Mountain in the state of Colorado

Pearl Mountain is a 13379 ft summit on the shared border between Gunnison County and Pitkin County in Colorado, United States.

==Description==
Pearl Mountain is situated 14 mi west of the Continental Divide in the Elk Mountains which are a subrange of the Rocky Mountains. The mountain is located 15 mi south of the community of Aspen and set in the Maroon Bells–Snowmass Wilderness, on land managed by White River National Forest and Gunnison National Forest. It ranks as the 26th-highest peak in Gunnison County and 339th-highest in Colorado.
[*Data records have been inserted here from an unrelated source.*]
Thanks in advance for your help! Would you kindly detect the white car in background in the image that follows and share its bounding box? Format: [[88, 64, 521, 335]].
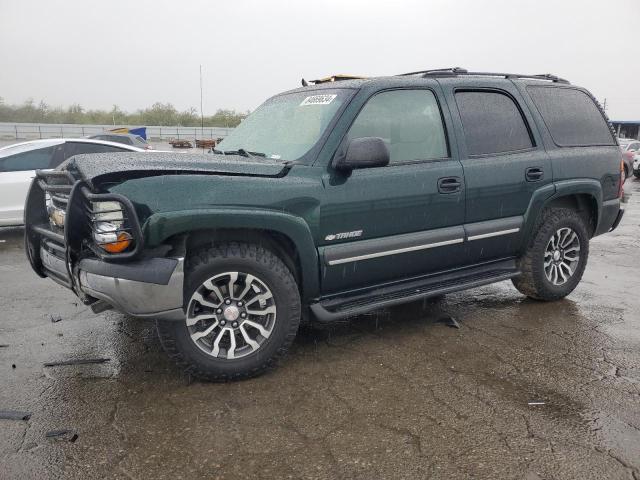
[[0, 138, 145, 227]]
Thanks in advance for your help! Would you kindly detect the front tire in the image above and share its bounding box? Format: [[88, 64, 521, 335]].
[[156, 242, 301, 381], [512, 208, 589, 301]]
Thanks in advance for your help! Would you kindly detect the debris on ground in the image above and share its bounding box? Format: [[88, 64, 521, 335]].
[[0, 410, 31, 420], [44, 429, 78, 443], [436, 313, 460, 328], [44, 358, 111, 367]]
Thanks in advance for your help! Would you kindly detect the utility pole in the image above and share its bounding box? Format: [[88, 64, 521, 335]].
[[200, 65, 204, 135]]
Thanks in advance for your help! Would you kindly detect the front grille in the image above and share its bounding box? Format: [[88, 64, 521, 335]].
[[25, 170, 76, 288], [81, 187, 144, 261]]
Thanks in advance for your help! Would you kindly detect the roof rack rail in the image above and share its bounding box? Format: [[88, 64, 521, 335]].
[[399, 67, 569, 83], [302, 74, 367, 87]]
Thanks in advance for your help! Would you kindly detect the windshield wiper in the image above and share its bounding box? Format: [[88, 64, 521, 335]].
[[213, 148, 267, 158]]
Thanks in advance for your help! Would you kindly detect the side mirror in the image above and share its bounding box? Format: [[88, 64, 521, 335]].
[[334, 137, 389, 171]]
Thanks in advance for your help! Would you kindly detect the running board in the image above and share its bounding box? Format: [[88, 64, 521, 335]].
[[310, 260, 520, 323]]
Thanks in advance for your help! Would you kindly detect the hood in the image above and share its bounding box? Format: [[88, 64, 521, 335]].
[[59, 152, 289, 186]]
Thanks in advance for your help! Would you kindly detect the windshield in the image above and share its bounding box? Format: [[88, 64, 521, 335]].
[[216, 89, 350, 160]]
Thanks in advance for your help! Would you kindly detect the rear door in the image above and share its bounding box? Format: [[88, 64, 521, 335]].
[[443, 79, 553, 263], [319, 88, 464, 294]]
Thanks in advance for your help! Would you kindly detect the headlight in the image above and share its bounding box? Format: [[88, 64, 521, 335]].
[[92, 202, 124, 227], [92, 202, 133, 253], [44, 193, 67, 228]]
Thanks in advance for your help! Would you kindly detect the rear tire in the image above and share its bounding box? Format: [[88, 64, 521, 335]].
[[156, 242, 301, 381], [512, 208, 589, 301]]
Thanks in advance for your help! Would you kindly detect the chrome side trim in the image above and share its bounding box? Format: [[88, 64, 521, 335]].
[[327, 238, 464, 266], [467, 228, 520, 242]]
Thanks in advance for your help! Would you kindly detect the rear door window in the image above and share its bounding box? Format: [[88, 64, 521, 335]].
[[347, 90, 449, 164], [527, 86, 615, 147], [455, 90, 534, 156], [0, 147, 54, 172]]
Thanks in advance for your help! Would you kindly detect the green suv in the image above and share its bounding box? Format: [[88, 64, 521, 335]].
[[25, 68, 623, 380]]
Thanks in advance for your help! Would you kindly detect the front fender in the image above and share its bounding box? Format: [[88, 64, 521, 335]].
[[521, 178, 603, 250], [142, 207, 320, 298]]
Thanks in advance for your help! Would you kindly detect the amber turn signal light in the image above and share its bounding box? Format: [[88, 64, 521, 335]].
[[102, 232, 131, 253]]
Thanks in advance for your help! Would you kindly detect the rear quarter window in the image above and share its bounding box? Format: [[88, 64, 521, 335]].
[[455, 90, 534, 156], [527, 86, 616, 147]]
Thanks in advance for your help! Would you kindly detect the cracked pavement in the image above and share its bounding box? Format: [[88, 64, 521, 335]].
[[0, 180, 640, 480]]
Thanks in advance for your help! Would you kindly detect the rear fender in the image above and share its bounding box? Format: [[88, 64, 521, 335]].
[[520, 178, 602, 251]]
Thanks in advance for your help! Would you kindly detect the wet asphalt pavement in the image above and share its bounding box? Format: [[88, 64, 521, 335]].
[[0, 180, 640, 480]]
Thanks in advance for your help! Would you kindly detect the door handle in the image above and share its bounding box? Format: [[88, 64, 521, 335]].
[[524, 167, 544, 182], [438, 177, 462, 193]]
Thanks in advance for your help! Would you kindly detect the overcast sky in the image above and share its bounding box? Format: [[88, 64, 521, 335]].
[[0, 0, 640, 120]]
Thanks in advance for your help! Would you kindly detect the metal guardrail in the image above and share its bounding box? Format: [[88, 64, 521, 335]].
[[0, 122, 233, 140]]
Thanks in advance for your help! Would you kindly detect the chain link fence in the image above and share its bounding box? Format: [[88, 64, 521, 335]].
[[0, 122, 233, 141]]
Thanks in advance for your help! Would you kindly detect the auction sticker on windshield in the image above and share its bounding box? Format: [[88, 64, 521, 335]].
[[300, 95, 337, 107]]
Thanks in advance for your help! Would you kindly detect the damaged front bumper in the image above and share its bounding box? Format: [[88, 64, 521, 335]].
[[40, 240, 185, 320], [25, 171, 185, 320]]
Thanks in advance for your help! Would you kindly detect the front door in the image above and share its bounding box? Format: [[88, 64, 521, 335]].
[[319, 89, 465, 294]]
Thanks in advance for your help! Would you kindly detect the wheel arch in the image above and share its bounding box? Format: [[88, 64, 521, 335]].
[[143, 209, 319, 299], [521, 179, 602, 251]]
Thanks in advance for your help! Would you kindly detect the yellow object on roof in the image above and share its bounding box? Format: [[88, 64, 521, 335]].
[[310, 73, 367, 84]]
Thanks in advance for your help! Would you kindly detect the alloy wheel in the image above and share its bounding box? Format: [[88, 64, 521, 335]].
[[544, 227, 580, 285], [186, 272, 276, 360]]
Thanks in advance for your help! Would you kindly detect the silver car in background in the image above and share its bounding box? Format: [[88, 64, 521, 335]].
[[0, 138, 145, 227]]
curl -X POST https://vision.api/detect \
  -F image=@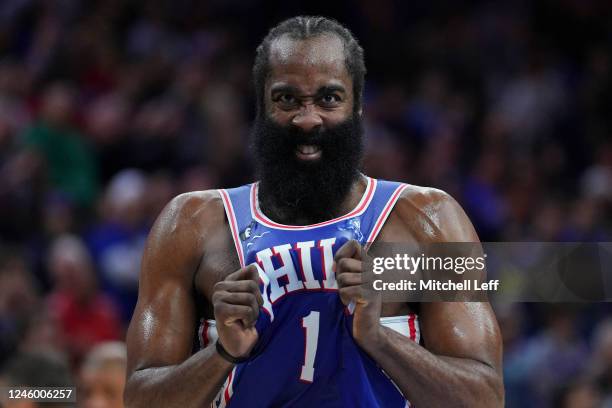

Pearl Mountain is one-half mile immediately west of Pearl Pass and 1.85 mi west of Star Peak which is the nearest higher neighbor. Precipitation runoff from the mountain's north slope drains to the Roaring Fork River via Cooper Creek and Castle Creek, whereas the south slope drains into Middle Brush Creek which is a tributary of the East River. Topographic relief is significant as the summit rises 2500 ft above Middle Brush Creek in 1 mi. The mountain's toponym has been officially adopted by the United States Board on Geographic Names, and has been recorded in publications since at least 1884.

==Climate==
According to the Köppen climate classification system, Pearl Mountain is located in an alpine subarctic climate zone with cold, snowy winters, and cool to warm summers. Due to its altitude, it receives precipitation all year, as snow in winter, and as thunderstorms in summer, with a dry period in late spring. Climbers can expect afternoon rain, hail, and lightning from the seasonal monsoon in late July and August.